Bafra'da Öğretmenler İş Bırakma Eyleminde

Samsun’un Bafra ilçesinde Türk Eğitim-Sen, Eğitim-Sen ve Eğitim-İş Sendikalarına üye öğretmen ve eğitim çalışanları bir günlük iş bırakma eylemi yaptı. Bafra ilçe Milli eğitim Müdürlüğü önünde toplanarak siyah çelenk bırakan eğitim çalışanları slogan atarak basın açıklamasında bulundular.

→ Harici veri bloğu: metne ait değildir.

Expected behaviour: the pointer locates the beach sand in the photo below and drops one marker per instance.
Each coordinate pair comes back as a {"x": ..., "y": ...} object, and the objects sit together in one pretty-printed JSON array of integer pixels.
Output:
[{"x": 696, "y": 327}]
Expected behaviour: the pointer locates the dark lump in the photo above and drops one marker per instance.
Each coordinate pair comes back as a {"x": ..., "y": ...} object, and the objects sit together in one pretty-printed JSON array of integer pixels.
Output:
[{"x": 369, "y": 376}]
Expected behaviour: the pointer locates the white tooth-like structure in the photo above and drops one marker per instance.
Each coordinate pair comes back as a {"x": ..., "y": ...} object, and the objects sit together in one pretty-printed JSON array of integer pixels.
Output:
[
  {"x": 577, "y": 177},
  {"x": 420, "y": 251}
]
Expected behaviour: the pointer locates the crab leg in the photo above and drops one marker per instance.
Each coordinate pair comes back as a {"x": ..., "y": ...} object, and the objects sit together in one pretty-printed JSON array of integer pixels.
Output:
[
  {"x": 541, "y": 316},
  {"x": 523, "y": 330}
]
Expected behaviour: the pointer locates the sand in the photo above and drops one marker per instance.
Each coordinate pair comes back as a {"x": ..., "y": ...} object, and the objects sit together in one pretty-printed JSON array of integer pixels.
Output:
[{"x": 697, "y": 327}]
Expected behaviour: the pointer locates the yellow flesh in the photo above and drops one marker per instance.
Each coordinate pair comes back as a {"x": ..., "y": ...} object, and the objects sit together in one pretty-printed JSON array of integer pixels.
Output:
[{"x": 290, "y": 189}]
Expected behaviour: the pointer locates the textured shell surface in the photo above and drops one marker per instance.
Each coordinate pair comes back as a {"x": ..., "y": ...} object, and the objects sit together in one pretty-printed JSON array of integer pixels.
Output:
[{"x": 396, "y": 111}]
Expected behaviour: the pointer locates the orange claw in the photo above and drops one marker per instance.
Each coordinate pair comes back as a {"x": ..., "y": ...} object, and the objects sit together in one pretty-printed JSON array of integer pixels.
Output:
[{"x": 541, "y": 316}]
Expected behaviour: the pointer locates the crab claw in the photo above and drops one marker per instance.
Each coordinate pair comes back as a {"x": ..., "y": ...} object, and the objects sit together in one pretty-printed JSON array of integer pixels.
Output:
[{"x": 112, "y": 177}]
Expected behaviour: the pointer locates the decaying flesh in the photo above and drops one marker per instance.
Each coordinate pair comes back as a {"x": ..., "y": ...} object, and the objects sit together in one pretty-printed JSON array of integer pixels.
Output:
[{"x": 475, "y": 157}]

EĞİTİM 24.09.2014, 14:45 27.09.2014, 00:17 H. Eren
Bafra'da Öğretmenler İş Bırakma Eyleminde

Samsun’un Bafra ilçesinde Türk Eğitim-Sen, Eğitim-Sen ve Eğitim-İş Sendikalarına üye öğretmen ve eğitim çalışanları bir günlük iş bırakma eylemi yaptı. Bafra ilçe Milli eğitim Müdürlüğü önünde toplanarak siyah çelenk bırakan eğitim çalışanları slogan atarak basın açıklamasında bulundular.

 

İlçe Emniyet Müdürlüğü ekiplerinin güvenlik tedbiri aldığı eylemde Türk Eğitim-Sen Bafra ilçe Başkanı İbrahim Akekmekçi, Eğitim-Sen Bafra İlçe temsilcisi Tacettin Koca ve Eğitim-İş Bafra ilçe temsilcisi Atakan Şen ayrı ayrı birer konuşma yaparak toplanan kalabalığa hitap ettiler.

 

Açılış konuşmasını Türk Eğitim-Sen Bafra İlçe Başkanı İbrahim Akekmekçi yaptığı basın açıklamasında şu ifadeleri kullandı;

 

“Zulmü alkışlayamam, zalimi asla sevemem;

 

Gelenin keyfi için geçmişe kalkıp sövemem. !

 

Kanayan bir yara gördüm mü yanar ta ciğerim,

 

Onu dindirmek için kamçı yerim, çifte yerim!

 

Adam aldırmada geç git, diyemem aldırırım.

 

Çiğnerim, çiğnenirim, hakkı tutar kaldırırım!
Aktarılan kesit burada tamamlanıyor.